The same could be done with a wide range of other environmental justice disputes involving Native American tribes.

Tanasescu described the broader sweep of recent developments in the "rights of nature," noting that significant problems have resulted from the lack of specific guardianship provisions, which are integral to the Whanganui River law.

"By granting natural entities personhood one by one and assigning them specific guardians, over time New Zealand could drastically change an ossified legal system that still sees oceans, mountains and forests primarily as property, guaranteeing nature its day in court," Tanasescu concluded.

"A few corporate media outlets have covered the New Zealand case and subsequent decisions in India," Project Censored noted. "However, these reports have not provided the depth of coverage found in the independent press or addressed how legal decisions in other countries might provide models for the United States."

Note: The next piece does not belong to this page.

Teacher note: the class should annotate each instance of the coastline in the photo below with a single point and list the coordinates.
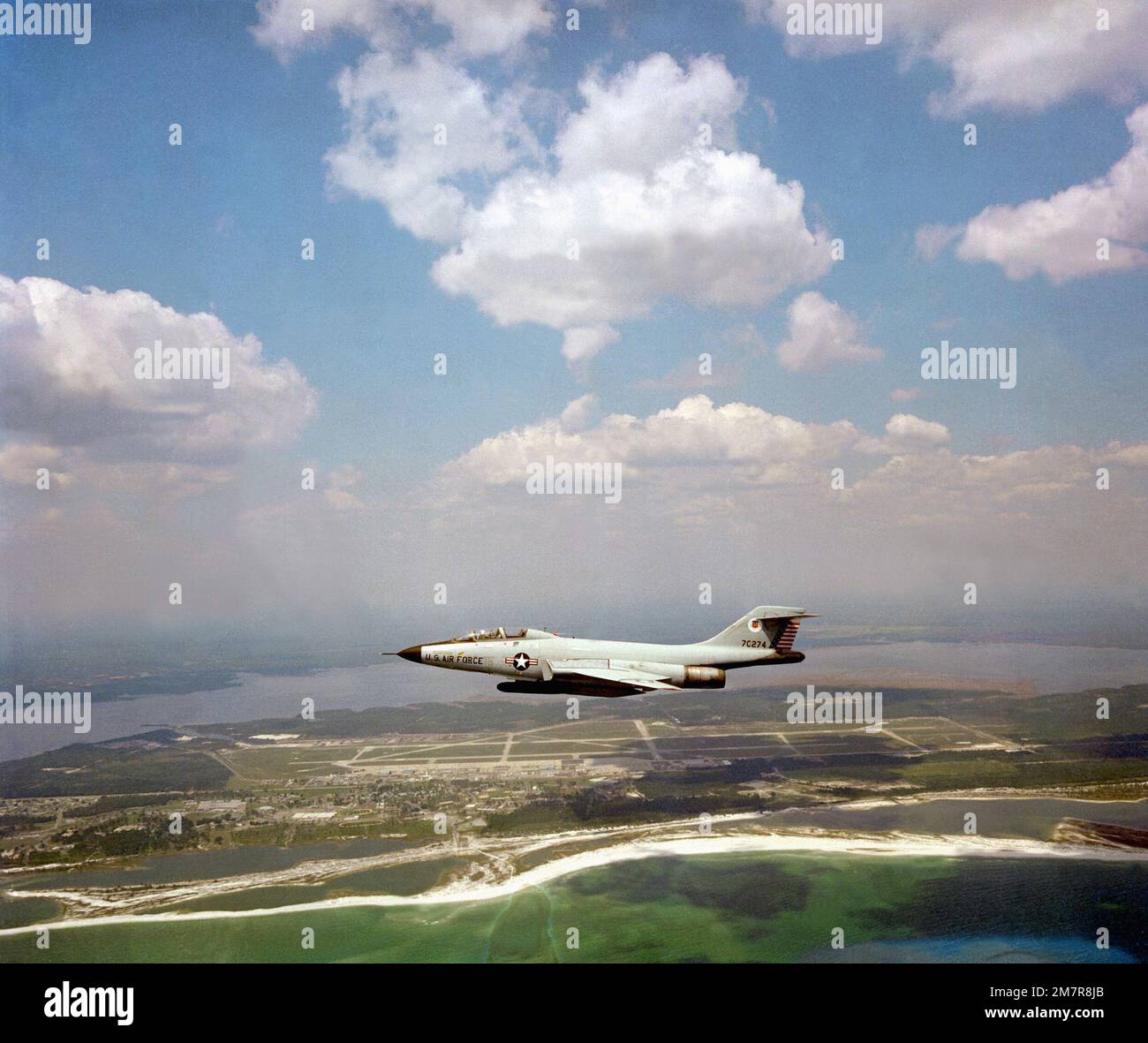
(676, 843)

5. Global decline in rule of law as basic human rights diminish

According to the World Justice Project Rule of Law Index 2017–2018, released in January 2018, a striking worldwide decline in basic human rights has driven an overall decline in the rule of law since October 2016, the month before Trump's election. Fundamental rights – one of eight categories measured – declined in 71 out of 113 nations surveyed. Overall, 34 percent of countries' scores declined, while just 29 percent improved. The United States ranked 19th, down one from 2016, with declines in checks on government powers and deepening discrimination.

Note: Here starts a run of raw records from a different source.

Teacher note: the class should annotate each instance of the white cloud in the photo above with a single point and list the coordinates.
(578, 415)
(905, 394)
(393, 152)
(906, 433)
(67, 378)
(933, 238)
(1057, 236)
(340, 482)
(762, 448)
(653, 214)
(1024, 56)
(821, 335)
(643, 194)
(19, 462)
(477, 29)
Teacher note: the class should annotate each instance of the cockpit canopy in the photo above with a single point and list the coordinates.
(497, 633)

Fundamental rights include absence of discrimination, right to life and security, due process, freedom of expression and religion, right to privacy, freedom of association and labor rights.

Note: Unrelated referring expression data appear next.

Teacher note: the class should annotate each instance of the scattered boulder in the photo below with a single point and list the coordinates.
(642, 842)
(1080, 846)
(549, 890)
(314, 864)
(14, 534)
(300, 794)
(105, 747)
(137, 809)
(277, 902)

"All signs point to a crisis not just for human rights, but for the human rights movement," Yale professor of history and law Samuel Moyn told The Guardian the day the index was released. "Within many nations, these fundamental rights are falling prey to the backlash against a globalising economy in which the rich are winning. But human rights movements have not historically set out to name or shame inequality."

This reflects the thesis of Moyn's most recent book, Not Enough: Human Rights in an Unequal World.

Constraints on government powers, which measures the extent to which those who govern are bound by law, saw the second greatest declines (64 countries out of 113 dropped). This is where the United States saw the greatest deterioration, World Justice Project stated in a press release. "While all subfactors in this dimension declined at least slightly from 2016, the score for lawful transition of power – based on responses to survey questions on confidence in national and local election processes and procedures – declined most markedly," the press release stated.

The United States also scored notably poorly on several measurements of discrimination.

"With scores of .50 for equal treatment and absence of discrimination (on a scale of 0 to 1), .48 for discrimination in the civil justice system and .37 for discrimination in the criminal justice system, the U.S. finds itself ranked 78 out of 113 countries on all three subfactors," World Justice Project stated.

The four Nordic countries – Denmark, Norway, Finland and Sweden – remained in the top four positions. New Zealand, Canada and Australia were the only top 10 countries outside of Europe.

"The WJP's 2017–2018 Rule of Law Index received scant attention from U.S. corporate media," Project Censored noted.

The only coverage they found was a Newsweek article drawing on The Guardian's coverage. This pattern of ignoring international comparisons, across all subject matter, is pervasive in the corporate media. It severely cripples our capacity for objective self-reflection and self-improvement as a nation.